To get such visual displays, we utilize a geometric approximation that is fairly simple and intuitive. As a matter of fact, this type of approximation is the foundation of all component-based exploratory methods, which consists of regarding a data matrix from the dual point of view of rows and columns. Each perspective involves considering a cloud of points, one for the rows, and one for the variables.

1.2.1 Cloud of Row-Points

We can regard each row of the data table (each city) as one point with 12 coordinates. Each coordinate corresponding to each of the 12 professions.

If we had only recorded three professions, the values taken by each city would be located in a three dimensional space, defining a cloud of 51 city-points. We can generalize this idea to any number of professions.

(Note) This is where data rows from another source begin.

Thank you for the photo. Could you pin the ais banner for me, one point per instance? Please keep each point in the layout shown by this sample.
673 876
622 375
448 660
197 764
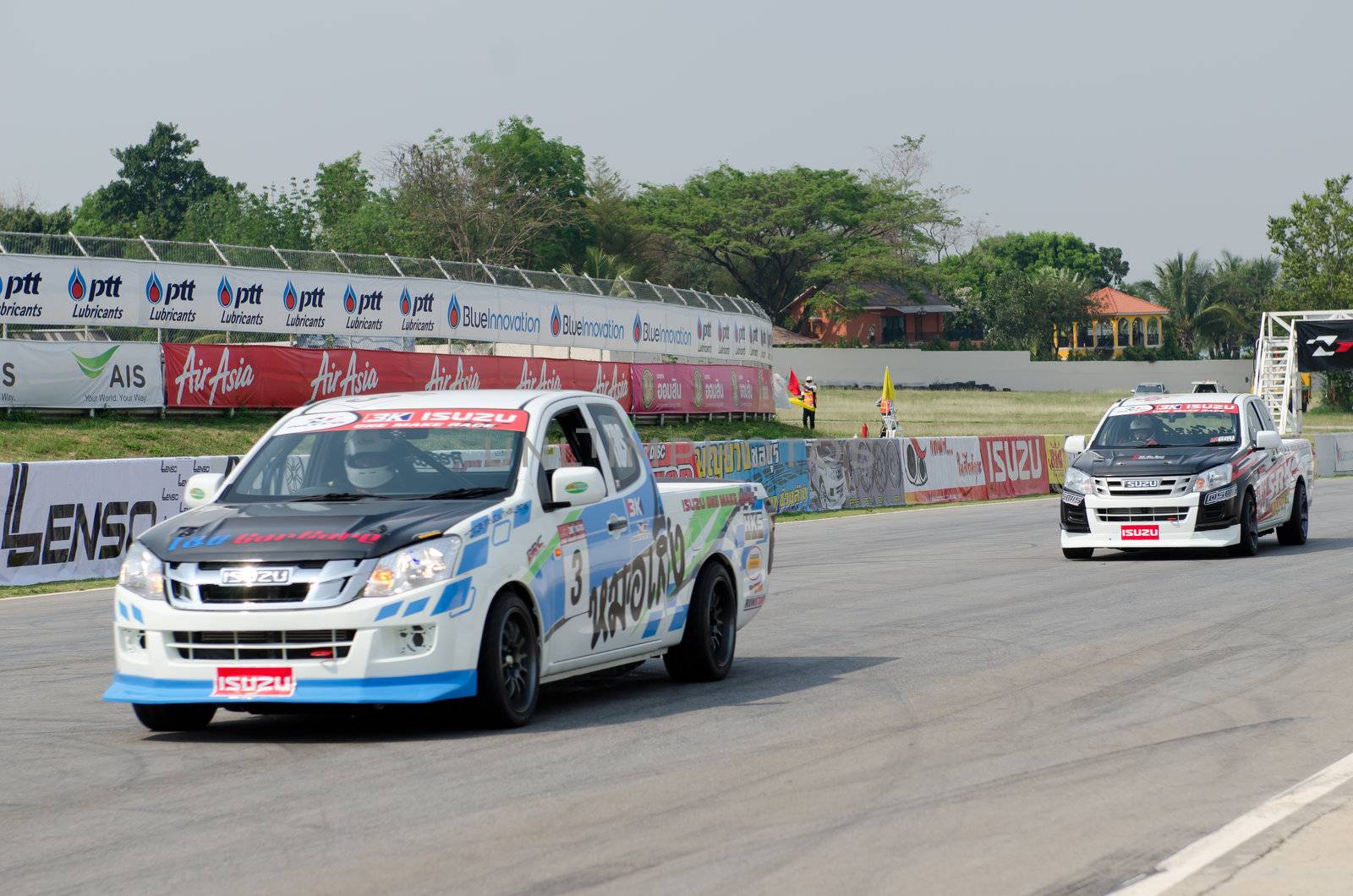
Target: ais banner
1015 466
53 290
76 519
282 376
1323 346
80 374
945 468
674 389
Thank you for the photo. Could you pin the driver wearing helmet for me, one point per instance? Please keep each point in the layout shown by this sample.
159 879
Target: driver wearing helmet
1142 430
370 459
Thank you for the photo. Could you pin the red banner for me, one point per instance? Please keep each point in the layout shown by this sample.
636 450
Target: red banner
674 389
1015 466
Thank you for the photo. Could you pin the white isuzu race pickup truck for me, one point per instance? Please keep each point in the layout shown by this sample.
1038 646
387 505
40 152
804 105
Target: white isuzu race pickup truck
432 546
1186 472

If we consider our 12 selected professions, then the cloud of points will be located in a 12-dimensional space.

In general, the rows of a data matrix will form a cloud of \(n\) points in a \(p\)-dimensional space (as many dimensions as active variables). We call this cloud the cloud of row-points or simply the cloud of individuals.

Figure 1.3: Cloud of n Row-points

In this cloud, two points that are close to each other will indicate two cities with similar values in each of the 12 professions. In contrast, two points that are further apart will indicate two cities with distinct salary levels.

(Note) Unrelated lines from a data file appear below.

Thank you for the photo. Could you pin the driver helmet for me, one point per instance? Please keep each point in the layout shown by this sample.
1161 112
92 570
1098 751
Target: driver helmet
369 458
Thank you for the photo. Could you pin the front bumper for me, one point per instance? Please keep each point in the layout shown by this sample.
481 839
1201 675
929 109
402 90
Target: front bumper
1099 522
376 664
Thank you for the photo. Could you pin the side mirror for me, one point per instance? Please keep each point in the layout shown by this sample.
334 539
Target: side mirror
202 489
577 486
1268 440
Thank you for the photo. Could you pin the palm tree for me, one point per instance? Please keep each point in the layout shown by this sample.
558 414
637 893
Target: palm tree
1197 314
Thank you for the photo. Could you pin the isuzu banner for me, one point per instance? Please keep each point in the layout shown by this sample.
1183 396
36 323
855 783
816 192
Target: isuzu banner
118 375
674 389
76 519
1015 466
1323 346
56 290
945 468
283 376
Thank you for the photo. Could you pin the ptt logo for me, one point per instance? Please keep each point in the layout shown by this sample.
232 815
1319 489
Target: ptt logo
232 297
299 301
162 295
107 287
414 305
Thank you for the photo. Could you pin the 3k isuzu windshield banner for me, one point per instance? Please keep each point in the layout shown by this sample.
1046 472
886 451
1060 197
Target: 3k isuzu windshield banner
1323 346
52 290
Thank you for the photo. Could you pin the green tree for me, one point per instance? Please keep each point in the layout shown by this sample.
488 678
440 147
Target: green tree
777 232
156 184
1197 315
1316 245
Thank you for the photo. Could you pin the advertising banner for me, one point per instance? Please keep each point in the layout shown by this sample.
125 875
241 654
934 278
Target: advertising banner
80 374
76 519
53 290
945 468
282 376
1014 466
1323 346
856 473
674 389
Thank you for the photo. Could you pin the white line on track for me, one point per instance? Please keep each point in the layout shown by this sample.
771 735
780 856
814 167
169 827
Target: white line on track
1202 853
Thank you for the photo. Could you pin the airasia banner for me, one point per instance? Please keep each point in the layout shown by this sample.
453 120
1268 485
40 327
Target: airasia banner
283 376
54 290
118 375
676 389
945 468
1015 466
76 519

To measure the notion of proximity between row-points (the cities) we need to define a measure of distance. The most intuitive distance measure is the euclidean distance between two points given by:

\[ d^2(i, i') = \sum_{j=1}^{p} (x_{ij} - x_{i'j})^2 \tag{1.1} \]

The main problem with visualizing the distance among the points, resides in the high dimensionality of the cloud of points (12 dimensions in our example) which makes it impossible to our human vision to visualize.

1.2.2 Cloud of Column-Points

In a similar way to the cloud of row-points, we can geometrically represent the \(p\) columns of the data matrix in an \(n\)-dimensional space (one dimension for each individual). The \(n\) coordinates of a column-point are given by the \(n\) values of the corresponding variable in the data table.

Figure 1.4: Cloud of p Column-points

The interesting part of this cloud of variable-points lies in the fact that it is a representation of the associations between the variables. Each of them measures an observed characteristic on the cities. Consequently, we can see which variables measure similar things among the cities. Analogous to the distance between cities, we need to define a distance between the variable-points that captures the intensity and the nature of the association between the variables.

Two variable-points that are close to each other, will indicate two variables that take related values in the entire set of cities: if we know the values of one variable, we can know the values of the other one.

A very common measure to quantify the association between variables is the linear correlation coefficient. If we used this coefficient as a distance, then the visualization of the variables becomes a visual display of the matrix of correlations among variables.